O cineasta George A. Romero deixou o mundo dos vivos no último dia 16 de julho, domingo, aos 77 anos. Um dos nomes mais influentes do cinema de horror, o diretor foi responsável por evidenciar o potencial do gênero para a crítica social. Sua filmografia é basicamente composta por títulos que comentam nossos comportamentos sociais, políticos e culturais.
No início de sua carreira, Romero dirigia comerciais de televisão em Pittsburgh, na Pensilvânia. Com o apoio de amigos, produziu A Noite dos Mortos-Vivos (1968), um dos filmes mais importantes da história do cinema de horror. O título, como escrevi em pelo menos duas oportunidades nesta coluna, inovou no visual, na temática e no subtexto político (leia aqui e aqui).
O olhar de Romero para o mundo contemporâneo foi sempre distante e pessimista, como se esse despertar dos mortos fosse algum tipo de punição moral pelos nossos pecados.
É no canibalismo dos zumbis de Romero que surgem as raízes do gore, o derramamento de sangue visualmente explícito que hoje é uma das marcas do horror comercial. A ideia de um cadáver cambaleante esfomeado também surge na produção de 1968, influenciando uma geração de outros diretores nas décadas seguintes – que praticamente criaram um subgênero bastante popular voltado só para os mortos-vivos.

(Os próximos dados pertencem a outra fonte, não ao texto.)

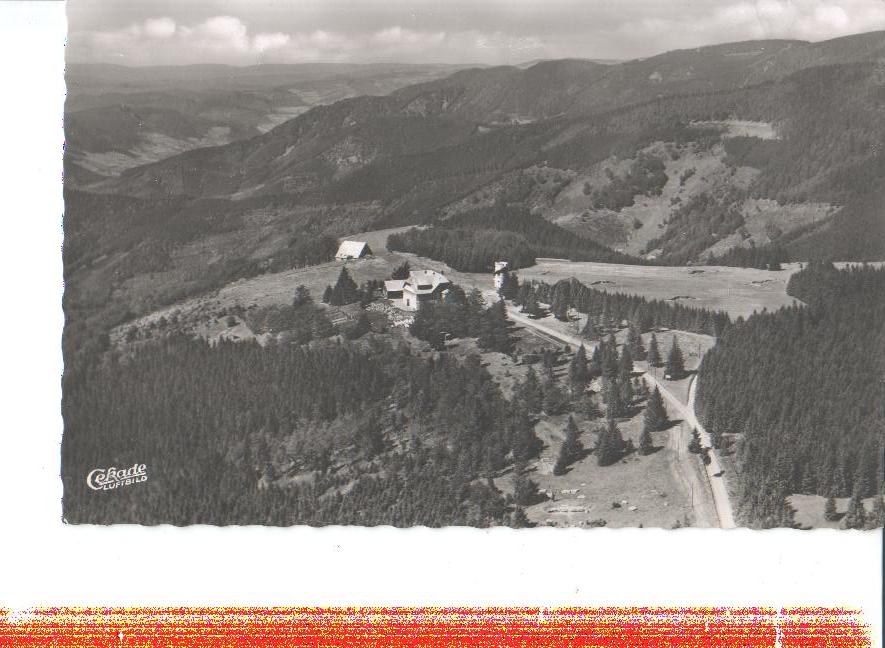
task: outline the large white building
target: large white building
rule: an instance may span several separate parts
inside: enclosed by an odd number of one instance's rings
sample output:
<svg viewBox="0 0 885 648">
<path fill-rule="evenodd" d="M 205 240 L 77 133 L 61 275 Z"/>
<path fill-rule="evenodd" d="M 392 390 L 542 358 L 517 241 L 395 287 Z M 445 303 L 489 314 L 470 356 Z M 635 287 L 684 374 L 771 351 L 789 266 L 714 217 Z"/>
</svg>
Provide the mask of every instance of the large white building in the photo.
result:
<svg viewBox="0 0 885 648">
<path fill-rule="evenodd" d="M 362 259 L 372 254 L 372 248 L 365 241 L 341 241 L 335 258 L 339 261 Z"/>
<path fill-rule="evenodd" d="M 384 282 L 384 295 L 397 308 L 418 310 L 422 301 L 442 299 L 451 282 L 433 270 L 412 270 L 408 279 Z"/>
</svg>

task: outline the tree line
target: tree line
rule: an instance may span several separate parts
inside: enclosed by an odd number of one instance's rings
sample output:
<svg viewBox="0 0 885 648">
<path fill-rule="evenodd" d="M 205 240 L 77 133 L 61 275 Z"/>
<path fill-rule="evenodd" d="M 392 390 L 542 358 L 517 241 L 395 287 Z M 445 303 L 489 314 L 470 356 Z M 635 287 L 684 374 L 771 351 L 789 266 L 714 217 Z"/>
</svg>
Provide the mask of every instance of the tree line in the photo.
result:
<svg viewBox="0 0 885 648">
<path fill-rule="evenodd" d="M 527 523 L 488 477 L 540 442 L 477 357 L 173 336 L 65 381 L 71 522 Z M 87 488 L 90 470 L 136 462 L 146 482 Z"/>
<path fill-rule="evenodd" d="M 712 336 L 720 335 L 731 324 L 728 314 L 723 311 L 610 293 L 585 286 L 574 278 L 552 285 L 535 280 L 521 283 L 516 273 L 507 273 L 499 292 L 505 299 L 523 306 L 523 310 L 528 310 L 531 315 L 540 314 L 541 302 L 549 304 L 551 312 L 561 320 L 569 318 L 570 308 L 587 313 L 590 317 L 584 332 L 590 339 L 598 339 L 600 334 L 621 328 L 622 323 L 632 323 L 639 332 L 672 328 Z"/>
<path fill-rule="evenodd" d="M 728 328 L 699 369 L 699 416 L 734 455 L 752 526 L 789 524 L 794 493 L 882 492 L 885 269 L 814 262 L 788 292 L 807 306 Z"/>
</svg>

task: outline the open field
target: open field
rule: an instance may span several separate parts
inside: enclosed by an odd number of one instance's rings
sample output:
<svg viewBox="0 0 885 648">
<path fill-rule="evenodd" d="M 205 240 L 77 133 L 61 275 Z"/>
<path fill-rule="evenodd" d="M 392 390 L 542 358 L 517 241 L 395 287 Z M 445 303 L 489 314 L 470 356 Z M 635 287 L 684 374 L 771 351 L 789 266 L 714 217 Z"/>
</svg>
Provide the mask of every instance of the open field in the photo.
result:
<svg viewBox="0 0 885 648">
<path fill-rule="evenodd" d="M 553 474 L 553 464 L 564 439 L 566 416 L 551 417 L 535 427 L 545 448 L 533 464 L 531 478 L 542 492 L 553 499 L 526 508 L 528 518 L 539 526 L 593 526 L 605 521 L 608 527 L 663 527 L 677 522 L 708 526 L 704 494 L 693 492 L 677 469 L 677 447 L 670 443 L 671 432 L 654 434 L 659 449 L 651 455 L 634 452 L 611 466 L 599 466 L 590 454 L 572 464 L 564 475 Z M 595 443 L 591 429 L 601 423 L 576 418 L 585 448 Z M 638 446 L 642 413 L 619 422 L 625 439 Z M 677 426 L 678 427 L 678 426 Z M 497 478 L 496 485 L 511 490 L 509 473 Z M 694 506 L 693 506 L 694 504 Z"/>
<path fill-rule="evenodd" d="M 373 258 L 348 261 L 346 264 L 332 261 L 241 279 L 207 295 L 168 306 L 135 322 L 118 327 L 115 336 L 130 324 L 143 326 L 161 316 L 168 319 L 173 313 L 184 318 L 191 316 L 203 318 L 206 314 L 220 312 L 235 305 L 249 307 L 255 304 L 261 307 L 286 304 L 291 300 L 295 287 L 300 284 L 306 285 L 318 299 L 325 287 L 334 283 L 345 265 L 354 279 L 362 282 L 369 279 L 387 279 L 393 268 L 407 260 L 415 268 L 442 272 L 465 289 L 479 288 L 486 293 L 487 299 L 493 297 L 491 274 L 459 272 L 440 261 L 409 253 L 388 251 L 387 237 L 403 229 L 407 228 L 363 232 L 346 237 L 368 242 L 374 252 Z M 799 264 L 786 264 L 782 271 L 769 272 L 722 266 L 659 267 L 541 260 L 530 268 L 519 270 L 518 274 L 522 280 L 535 279 L 550 283 L 574 277 L 599 290 L 637 294 L 649 299 L 672 300 L 687 306 L 725 310 L 733 317 L 746 317 L 753 311 L 760 311 L 763 308 L 773 310 L 792 304 L 794 300 L 787 296 L 786 284 L 790 275 L 798 269 Z M 576 323 L 563 324 L 549 317 L 542 323 L 551 327 L 568 326 L 569 332 L 574 334 L 580 330 L 580 328 L 575 329 L 575 326 L 582 325 L 582 320 L 583 317 Z"/>
<path fill-rule="evenodd" d="M 798 264 L 780 272 L 724 266 L 661 267 L 611 263 L 540 261 L 519 271 L 520 280 L 555 283 L 574 277 L 592 288 L 674 301 L 695 308 L 724 310 L 747 317 L 763 308 L 777 310 L 795 300 L 786 293 L 787 281 Z"/>
</svg>

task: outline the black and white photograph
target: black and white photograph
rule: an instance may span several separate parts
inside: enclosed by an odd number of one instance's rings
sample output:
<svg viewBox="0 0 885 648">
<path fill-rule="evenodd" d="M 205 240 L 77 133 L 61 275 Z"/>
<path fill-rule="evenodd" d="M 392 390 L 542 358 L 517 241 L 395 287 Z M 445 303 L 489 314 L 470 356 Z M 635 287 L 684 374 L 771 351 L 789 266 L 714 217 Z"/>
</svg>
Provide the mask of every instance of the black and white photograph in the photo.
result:
<svg viewBox="0 0 885 648">
<path fill-rule="evenodd" d="M 882 0 L 67 18 L 67 524 L 885 524 Z"/>
</svg>

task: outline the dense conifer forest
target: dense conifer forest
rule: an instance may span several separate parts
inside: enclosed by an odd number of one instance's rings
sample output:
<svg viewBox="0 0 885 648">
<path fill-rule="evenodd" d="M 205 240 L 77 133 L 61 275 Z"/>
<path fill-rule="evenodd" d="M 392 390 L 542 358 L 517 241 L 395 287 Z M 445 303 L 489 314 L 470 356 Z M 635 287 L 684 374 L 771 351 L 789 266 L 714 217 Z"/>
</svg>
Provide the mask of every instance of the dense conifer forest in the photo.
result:
<svg viewBox="0 0 885 648">
<path fill-rule="evenodd" d="M 538 451 L 476 357 L 373 339 L 171 338 L 65 377 L 65 517 L 145 524 L 522 524 L 486 477 Z M 138 488 L 90 491 L 144 463 Z"/>
<path fill-rule="evenodd" d="M 698 413 L 751 526 L 789 525 L 794 493 L 882 490 L 885 269 L 815 262 L 788 292 L 806 305 L 729 327 L 699 369 Z"/>
<path fill-rule="evenodd" d="M 464 272 L 490 272 L 500 259 L 507 259 L 512 268 L 524 268 L 533 265 L 536 257 L 650 263 L 576 236 L 529 213 L 521 205 L 475 209 L 440 221 L 432 228 L 392 234 L 387 247 L 439 259 Z"/>
</svg>

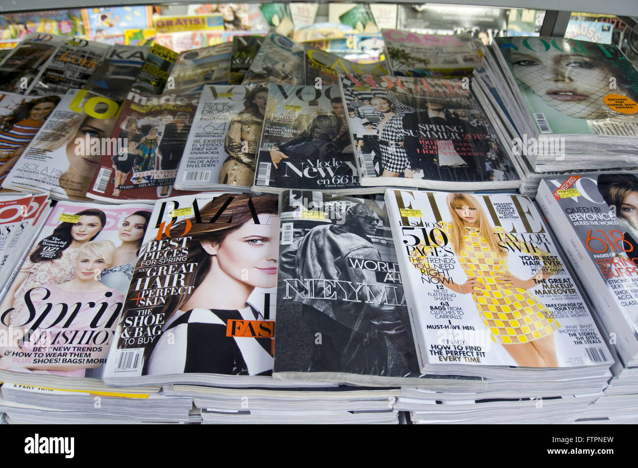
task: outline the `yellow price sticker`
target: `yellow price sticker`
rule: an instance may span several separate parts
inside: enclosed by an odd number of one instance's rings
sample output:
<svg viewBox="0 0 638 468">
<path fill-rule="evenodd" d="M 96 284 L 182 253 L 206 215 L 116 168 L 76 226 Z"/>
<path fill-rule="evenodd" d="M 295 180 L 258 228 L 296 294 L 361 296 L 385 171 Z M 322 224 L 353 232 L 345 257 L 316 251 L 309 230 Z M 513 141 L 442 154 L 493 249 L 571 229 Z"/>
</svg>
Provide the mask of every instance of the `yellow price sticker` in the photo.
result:
<svg viewBox="0 0 638 468">
<path fill-rule="evenodd" d="M 58 219 L 58 221 L 61 221 L 63 223 L 73 223 L 73 224 L 79 220 L 79 215 L 68 215 L 66 213 L 63 213 L 60 215 L 60 218 Z"/>
<path fill-rule="evenodd" d="M 408 209 L 407 208 L 401 208 L 399 211 L 401 212 L 401 215 L 406 218 L 421 218 L 423 216 L 423 213 L 420 209 Z"/>
<path fill-rule="evenodd" d="M 180 216 L 188 216 L 193 213 L 192 206 L 186 206 L 184 208 L 176 208 L 170 212 L 171 218 L 177 218 Z"/>
<path fill-rule="evenodd" d="M 577 188 L 567 188 L 565 190 L 558 190 L 556 192 L 558 196 L 561 199 L 571 198 L 572 197 L 580 197 L 581 193 Z"/>
<path fill-rule="evenodd" d="M 318 220 L 325 221 L 325 211 L 306 211 L 301 213 L 301 217 L 304 220 Z"/>
</svg>

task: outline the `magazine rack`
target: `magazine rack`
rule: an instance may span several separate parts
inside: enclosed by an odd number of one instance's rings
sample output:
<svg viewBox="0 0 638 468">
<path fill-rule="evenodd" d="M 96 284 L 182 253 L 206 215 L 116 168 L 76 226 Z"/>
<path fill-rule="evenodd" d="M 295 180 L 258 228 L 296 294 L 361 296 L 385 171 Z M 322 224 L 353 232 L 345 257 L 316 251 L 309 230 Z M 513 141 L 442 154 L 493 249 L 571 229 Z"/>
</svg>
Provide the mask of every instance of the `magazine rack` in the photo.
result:
<svg viewBox="0 0 638 468">
<path fill-rule="evenodd" d="M 5 4 L 0 4 L 0 13 L 10 13 L 11 11 L 22 11 L 37 10 L 54 10 L 61 8 L 84 8 L 92 6 L 111 6 L 117 4 L 118 6 L 126 5 L 158 4 L 171 3 L 193 3 L 192 0 L 31 0 L 28 2 L 9 1 Z M 244 2 L 246 3 L 246 2 Z M 248 2 L 261 3 L 261 2 Z M 314 3 L 314 2 L 313 2 Z M 367 2 L 361 1 L 361 3 Z M 385 2 L 384 2 L 385 3 Z M 388 3 L 413 3 L 423 2 L 414 0 L 395 0 L 387 2 Z M 436 0 L 431 3 L 466 4 L 475 6 L 495 6 L 499 8 L 524 8 L 533 7 L 537 10 L 547 10 L 553 11 L 556 7 L 556 0 Z M 562 8 L 561 13 L 565 13 L 568 18 L 570 11 L 584 11 L 588 13 L 604 13 L 609 15 L 623 15 L 625 16 L 638 16 L 638 2 L 635 0 L 607 0 L 604 5 L 601 4 L 598 0 L 562 0 L 560 2 Z M 604 9 L 604 11 L 600 10 Z M 558 13 L 558 12 L 557 12 Z M 548 20 L 553 23 L 558 19 L 561 20 L 561 15 L 549 15 L 545 17 L 545 22 Z M 567 22 L 565 22 L 567 25 Z"/>
</svg>

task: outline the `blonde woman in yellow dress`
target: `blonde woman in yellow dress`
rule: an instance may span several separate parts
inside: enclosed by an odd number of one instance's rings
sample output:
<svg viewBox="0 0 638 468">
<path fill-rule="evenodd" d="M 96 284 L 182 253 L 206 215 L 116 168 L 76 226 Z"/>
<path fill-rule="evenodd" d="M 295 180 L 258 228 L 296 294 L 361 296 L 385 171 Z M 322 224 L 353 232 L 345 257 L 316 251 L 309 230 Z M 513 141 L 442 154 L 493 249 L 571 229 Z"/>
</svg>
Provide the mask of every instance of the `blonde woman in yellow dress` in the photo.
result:
<svg viewBox="0 0 638 468">
<path fill-rule="evenodd" d="M 462 284 L 448 281 L 448 278 L 443 280 L 443 275 L 432 266 L 427 268 L 428 275 L 454 292 L 471 294 L 492 340 L 503 345 L 517 365 L 558 367 L 553 333 L 560 324 L 529 291 L 538 282 L 552 276 L 556 266 L 544 267 L 529 279 L 515 276 L 509 270 L 507 251 L 499 243 L 526 249 L 524 243 L 510 240 L 502 227 L 492 225 L 473 196 L 450 193 L 446 201 L 451 221 L 440 223 L 439 226 L 447 236 L 467 280 Z M 514 238 L 511 234 L 508 237 Z M 439 245 L 444 241 L 440 234 Z M 428 246 L 420 249 L 426 253 L 431 250 Z M 549 255 L 538 250 L 528 253 L 541 260 Z"/>
</svg>

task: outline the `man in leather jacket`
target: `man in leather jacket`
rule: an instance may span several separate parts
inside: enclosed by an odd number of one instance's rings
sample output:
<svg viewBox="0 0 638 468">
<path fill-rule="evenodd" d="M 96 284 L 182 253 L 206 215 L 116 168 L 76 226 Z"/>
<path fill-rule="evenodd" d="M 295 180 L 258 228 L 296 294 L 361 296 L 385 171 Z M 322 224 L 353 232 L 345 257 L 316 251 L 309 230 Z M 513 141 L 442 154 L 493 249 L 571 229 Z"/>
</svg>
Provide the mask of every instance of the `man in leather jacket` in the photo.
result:
<svg viewBox="0 0 638 468">
<path fill-rule="evenodd" d="M 347 209 L 342 225 L 314 227 L 281 255 L 282 273 L 315 280 L 313 294 L 308 294 L 312 298 L 295 298 L 304 305 L 302 319 L 311 331 L 308 339 L 314 341 L 316 333 L 321 333 L 310 372 L 387 375 L 386 338 L 401 356 L 404 374 L 418 372 L 398 306 L 392 305 L 391 294 L 383 294 L 387 285 L 378 283 L 376 272 L 356 261 L 382 261 L 369 237 L 378 221 L 366 205 L 355 204 Z"/>
</svg>

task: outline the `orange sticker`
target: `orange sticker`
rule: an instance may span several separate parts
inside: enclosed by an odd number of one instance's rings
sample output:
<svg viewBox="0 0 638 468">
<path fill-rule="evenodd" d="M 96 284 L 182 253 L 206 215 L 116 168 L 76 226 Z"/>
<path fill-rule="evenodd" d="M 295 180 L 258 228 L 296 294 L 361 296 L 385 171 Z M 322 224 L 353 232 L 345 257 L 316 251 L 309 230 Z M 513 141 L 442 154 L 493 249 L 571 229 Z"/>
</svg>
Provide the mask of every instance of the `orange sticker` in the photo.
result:
<svg viewBox="0 0 638 468">
<path fill-rule="evenodd" d="M 638 103 L 630 98 L 622 94 L 607 94 L 603 100 L 608 106 L 621 114 L 635 114 L 638 112 Z"/>
</svg>

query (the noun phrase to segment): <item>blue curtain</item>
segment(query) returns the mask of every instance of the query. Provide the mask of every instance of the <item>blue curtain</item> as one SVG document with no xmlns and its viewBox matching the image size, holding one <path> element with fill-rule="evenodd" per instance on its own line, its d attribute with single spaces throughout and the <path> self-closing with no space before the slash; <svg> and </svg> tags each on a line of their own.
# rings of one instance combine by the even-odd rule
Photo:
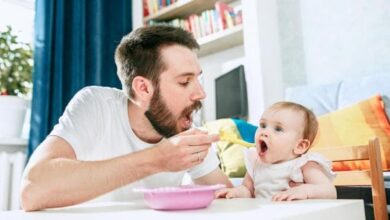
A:
<svg viewBox="0 0 390 220">
<path fill-rule="evenodd" d="M 36 0 L 29 155 L 78 90 L 120 88 L 114 51 L 132 30 L 131 11 L 131 0 Z"/>
</svg>

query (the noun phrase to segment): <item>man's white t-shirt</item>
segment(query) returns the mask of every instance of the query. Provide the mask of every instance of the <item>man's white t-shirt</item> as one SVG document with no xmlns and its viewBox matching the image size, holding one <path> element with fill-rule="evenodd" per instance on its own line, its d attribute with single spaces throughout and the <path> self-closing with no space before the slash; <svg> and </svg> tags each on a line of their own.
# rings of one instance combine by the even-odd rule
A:
<svg viewBox="0 0 390 220">
<path fill-rule="evenodd" d="M 128 99 L 121 90 L 86 87 L 73 97 L 50 135 L 65 139 L 72 146 L 77 160 L 82 161 L 105 160 L 151 147 L 131 129 L 127 103 Z M 204 162 L 189 170 L 154 174 L 97 200 L 131 201 L 141 198 L 142 194 L 133 192 L 132 188 L 178 186 L 186 172 L 196 179 L 215 170 L 218 163 L 215 152 L 210 148 Z"/>
</svg>

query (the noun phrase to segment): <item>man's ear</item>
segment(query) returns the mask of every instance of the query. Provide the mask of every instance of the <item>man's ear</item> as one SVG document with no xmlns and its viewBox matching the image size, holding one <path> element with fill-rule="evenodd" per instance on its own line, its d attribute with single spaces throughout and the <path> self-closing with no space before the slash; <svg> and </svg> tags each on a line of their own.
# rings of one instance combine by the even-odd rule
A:
<svg viewBox="0 0 390 220">
<path fill-rule="evenodd" d="M 149 101 L 153 97 L 153 84 L 145 77 L 134 77 L 131 87 L 133 88 L 135 98 L 139 101 Z"/>
<path fill-rule="evenodd" d="M 310 141 L 307 139 L 301 139 L 297 146 L 294 147 L 294 154 L 304 154 L 310 147 Z"/>
</svg>

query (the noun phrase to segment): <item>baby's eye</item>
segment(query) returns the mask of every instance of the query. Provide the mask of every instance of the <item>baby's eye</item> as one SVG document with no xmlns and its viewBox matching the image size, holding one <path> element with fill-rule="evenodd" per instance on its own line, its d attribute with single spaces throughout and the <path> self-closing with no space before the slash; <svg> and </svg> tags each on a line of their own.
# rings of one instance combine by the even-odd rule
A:
<svg viewBox="0 0 390 220">
<path fill-rule="evenodd" d="M 189 79 L 179 81 L 179 85 L 181 86 L 187 86 L 190 83 Z"/>
<path fill-rule="evenodd" d="M 277 132 L 282 132 L 282 131 L 283 131 L 283 128 L 280 127 L 280 126 L 276 126 L 276 127 L 275 127 L 275 131 L 277 131 Z"/>
<path fill-rule="evenodd" d="M 188 83 L 190 83 L 190 82 L 188 82 L 188 81 L 186 81 L 186 82 L 179 82 L 179 84 L 180 84 L 181 86 L 186 86 L 186 85 L 188 85 Z"/>
</svg>

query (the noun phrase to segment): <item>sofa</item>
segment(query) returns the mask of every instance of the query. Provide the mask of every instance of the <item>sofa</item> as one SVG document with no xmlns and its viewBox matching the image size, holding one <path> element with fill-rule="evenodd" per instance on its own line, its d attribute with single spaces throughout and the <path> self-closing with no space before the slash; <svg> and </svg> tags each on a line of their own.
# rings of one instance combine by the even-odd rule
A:
<svg viewBox="0 0 390 220">
<path fill-rule="evenodd" d="M 388 123 L 390 118 L 390 74 L 374 74 L 351 78 L 327 85 L 291 87 L 286 89 L 285 99 L 300 103 L 310 108 L 317 116 L 323 116 L 354 105 L 374 95 L 381 96 Z M 351 133 L 353 131 L 354 128 L 351 129 Z M 384 147 L 390 148 L 390 146 Z M 384 172 L 384 179 L 387 203 L 389 204 L 389 171 Z M 366 219 L 374 219 L 372 195 L 369 187 L 338 187 L 337 194 L 340 199 L 364 199 Z M 387 207 L 390 210 L 390 206 Z"/>
</svg>

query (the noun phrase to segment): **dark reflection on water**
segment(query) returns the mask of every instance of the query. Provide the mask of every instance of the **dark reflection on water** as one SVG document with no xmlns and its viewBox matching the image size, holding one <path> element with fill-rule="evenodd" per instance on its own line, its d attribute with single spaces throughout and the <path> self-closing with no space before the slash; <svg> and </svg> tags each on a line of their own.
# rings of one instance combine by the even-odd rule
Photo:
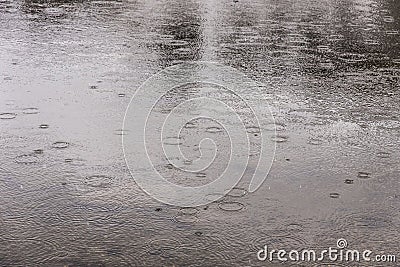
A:
<svg viewBox="0 0 400 267">
<path fill-rule="evenodd" d="M 265 244 L 339 238 L 399 251 L 399 1 L 0 0 L 0 23 L 1 266 L 265 266 Z M 136 186 L 118 129 L 140 84 L 192 60 L 265 83 L 244 91 L 279 136 L 256 193 L 182 211 Z"/>
</svg>

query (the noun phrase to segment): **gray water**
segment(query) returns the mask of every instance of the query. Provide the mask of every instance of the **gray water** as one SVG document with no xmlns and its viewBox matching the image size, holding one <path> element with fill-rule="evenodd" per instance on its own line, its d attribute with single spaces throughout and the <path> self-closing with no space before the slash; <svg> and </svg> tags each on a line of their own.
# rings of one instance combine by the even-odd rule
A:
<svg viewBox="0 0 400 267">
<path fill-rule="evenodd" d="M 0 0 L 0 265 L 281 266 L 257 251 L 339 238 L 398 255 L 399 30 L 397 0 Z M 181 209 L 136 185 L 121 125 L 146 79 L 198 60 L 265 85 L 244 97 L 277 151 L 255 193 Z"/>
</svg>

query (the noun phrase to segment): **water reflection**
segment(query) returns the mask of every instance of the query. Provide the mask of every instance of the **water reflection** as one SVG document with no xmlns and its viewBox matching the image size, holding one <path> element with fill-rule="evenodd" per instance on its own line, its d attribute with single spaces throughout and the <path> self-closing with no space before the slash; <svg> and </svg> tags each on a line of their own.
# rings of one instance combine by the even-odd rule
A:
<svg viewBox="0 0 400 267">
<path fill-rule="evenodd" d="M 0 265 L 263 266 L 265 243 L 343 237 L 399 250 L 399 1 L 0 0 L 0 23 Z M 130 178 L 121 121 L 150 75 L 191 60 L 266 84 L 244 92 L 271 105 L 279 150 L 255 194 L 180 210 Z"/>
</svg>

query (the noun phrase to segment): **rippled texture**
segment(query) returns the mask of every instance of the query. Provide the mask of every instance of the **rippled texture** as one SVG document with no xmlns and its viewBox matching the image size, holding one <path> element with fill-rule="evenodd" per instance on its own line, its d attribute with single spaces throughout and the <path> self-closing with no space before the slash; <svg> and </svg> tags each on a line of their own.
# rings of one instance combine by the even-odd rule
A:
<svg viewBox="0 0 400 267">
<path fill-rule="evenodd" d="M 0 0 L 0 22 L 1 266 L 265 266 L 265 244 L 339 238 L 400 251 L 399 1 Z M 191 60 L 265 84 L 246 93 L 273 109 L 277 154 L 256 193 L 181 210 L 129 176 L 121 124 L 147 78 Z"/>
</svg>

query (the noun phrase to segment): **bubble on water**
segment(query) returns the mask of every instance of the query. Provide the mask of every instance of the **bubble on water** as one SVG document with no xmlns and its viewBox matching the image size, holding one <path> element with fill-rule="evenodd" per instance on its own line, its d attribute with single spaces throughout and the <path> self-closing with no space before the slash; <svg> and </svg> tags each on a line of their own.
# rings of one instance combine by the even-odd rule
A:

A beleza da obra, no entanto, está na crítica social, que permite que o filme renda, mesmo hoje, inúmeras interpretações. Ao lamentar a morte do cineasta no Twitter, o cineasta Jordan Peele postou uma foto de Dwayne Jones, que interpreta Ben em A Noite dos Mortos-Vivos, associando o personagem a Corra! (2017), produção que arrebatou críticos e espectadores no início deste ano.
Romero fez parte da geração new horror, que na onda do rejuvenescer de Hollywood nas décadas de 1960 e 1970, mudou a cara do cinema comercial norte-americano. Ao contrário de alguns de seus contemporâneos – como John Carpenter, Wes Craven e Roman Polanski -, ele nunca foi devidamente apropriado pela indústria.
Passou boa parte da sua vida à margem dos grandes sucessos. Isso não o impediu de produzir pequenos clássicos como O Exército do Extermínio (1973), Martin (1977) e Creepshow (1982). Seu legado, porém, será sempre associado aos filmes de zumbi. Depois de A Noite dos Mortos-Vivos, o diretor voltaria ao tema em Despertar dos Mortos (1978), Dia dos Mortos (1985), Terra dos Mortos (2005), Diário dos Mortos (2007) e A Ilha dos Mortos (2009).
Nessas narrativas, o cineasta discute temas como banalização da violência, exclusão social, consumismo, obsessão pela imagem e o feminismo. O olhar é sempre distante e pessimista, como se esse despertar dos mortos fosse algum tipo de punição moral pelos nossos pecados. No livro The Cinema of George Romero, Tony Williams associa essa determinação social pelo ambiente como um elemento naturalista, semelhante ao visto na obra do francês Émile Zola, que escrevia sobre as classes trabalhadoras de Paris no século XIX.
Descobri a obra de George Romero na adolescência, pescando títulos aleatórios na videolocadora do meu bairro. Mesmo naquela época, senti-me estimulado a decifrar as mensagens escondidas do diretor. Nunca mais abandonei o exercício, que pratico semanalmente nesta coluna há mais de dois anos.